How well they are meeting those requirements is measured through a comprehensive monitoring framework that reflects the principles of the Planned Care Strategic Approach.

The monitoring framework provides a comprehensive view of the number of Planned Care interventions delivered.

The new Planned Care measurement suite is a starting point for a more holistic view of Planned Care performance and is expected to be developed further in consultation with the sector over the next 3 -5 years.

The Elective Services Patient Flow Indicators (ESPIs) measure whether DHBs are meeting the required performance standards at a number of key decision or indicator points on the person’s journey through the Planned Care system.

This includes from when the person is first referred for a specialist assessment, through assessment, diagnostic tests, treatment and follow-up, to the point when the person returns to the care of their GP (or primary care provider). 
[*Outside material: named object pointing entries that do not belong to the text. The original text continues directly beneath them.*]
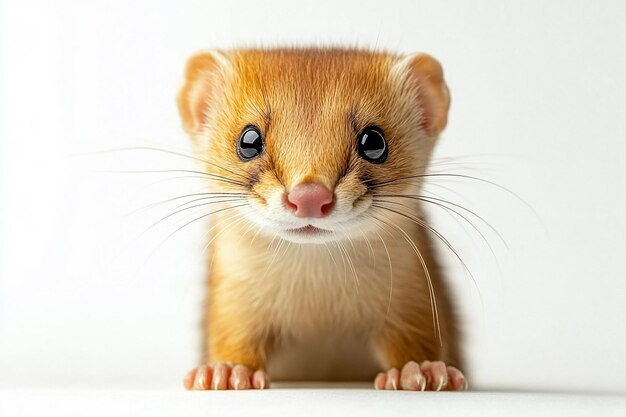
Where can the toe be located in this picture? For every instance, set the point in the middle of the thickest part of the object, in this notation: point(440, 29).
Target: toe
point(393, 379)
point(260, 380)
point(381, 379)
point(240, 378)
point(202, 381)
point(457, 381)
point(436, 374)
point(191, 376)
point(221, 374)
point(411, 377)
Some summary information is available to the general public, but more detailed information is only available to the DHBs.
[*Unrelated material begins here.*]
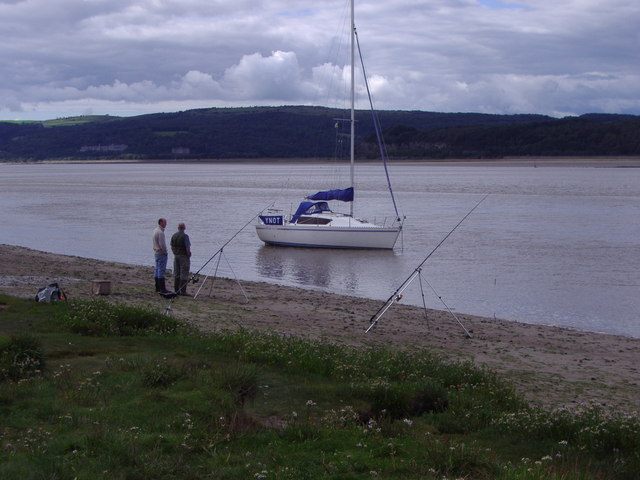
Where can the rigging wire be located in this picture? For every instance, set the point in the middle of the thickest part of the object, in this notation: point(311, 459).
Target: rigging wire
point(377, 127)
The information below is a summary of the current Planned Care measures suite and principles.


Planned Care Principle: Access

You can access the care you/they need in the right place, with the right health provider.

How is this measured?

  • Number of Planned Care Interventions provided, regardless of setting, (ie inpatient, outpatient or community) and provision of alternative models of care. Read more about Planned Care Interventions.
  • Number of patients waiting without a commitment to treat whose priorities are higher than the actual treatment threshold (aTT) (This is measured by ESPI 3)
  • The proportion of patients who were prioritised using approved nationally recognised processes or tools (This is measured by ESPI 8)
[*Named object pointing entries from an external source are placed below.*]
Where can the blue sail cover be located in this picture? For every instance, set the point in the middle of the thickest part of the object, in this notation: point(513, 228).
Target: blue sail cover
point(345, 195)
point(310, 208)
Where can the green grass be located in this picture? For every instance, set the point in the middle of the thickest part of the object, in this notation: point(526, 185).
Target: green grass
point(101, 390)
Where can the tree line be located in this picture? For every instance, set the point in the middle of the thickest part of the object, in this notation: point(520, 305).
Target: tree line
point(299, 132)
Planned Care Principle: Timeliness

You will receive care at the most appropriate time to support improved health and minimise ill-health, discomfort and distress.

How is this measured?

  • DHB services appropriately acknowledge and process more than 90% of referrals in 15 calendar days or less (This is measured by ESPI 1)
  • Number of people waiting longer than four months for their first specialist assessment (FSA) (This is measured by ESPI 2)
  • Number of people given a commitment to treatment but not treated within four months (This is measured by ESPI 5)
  • Diagnostic Waiting Times – for Coronary Angiography, Computed Tomography (CT), and Magnetic Resonance Imaging (MRI)
  • Ophthalmology Follow up Waiting Times – proportion of people seen for ophthalmology follow-up within clinically intended timeframes.
  • Faster Cancer Treatment – 31 day indicator (Note: this measure will be linked to the existing reporting through the cancer programme)
  • Cardiac Wait times – proportion of people treated within the clinical urgency timeframes for cardiac surgery.


Planned Care Principle: Quality

Services are appropriate, safe, effective, efficient, appropriate and, respectful and support improved health outcomes.

This is measured by the number of acute readmissions.


Planned Care Principle: Experience

You and your whānau work in partnership with healthcare providers to make informed choices and get care that about Planned Care, which responds to your needs, rights and preferences.

These are measured by the Health Quality and Safety Commission (HQSC) inpatient experience survey and the primary care experience survey (focus on specialist care and hospital service questions).


Planned Care Principle: Equity

You will get the healthcare that safely meets your needs and preferences, regardless of who you are, or where you are.

How is this measured?

Where applicable for all measures above information will be collected and reported on by the key variables of age group, gender, ethnicity and socioeconomic deprivation.

Did Not Attends (DNAs) for FSA will be developed as a measure from NPF during 2019/20.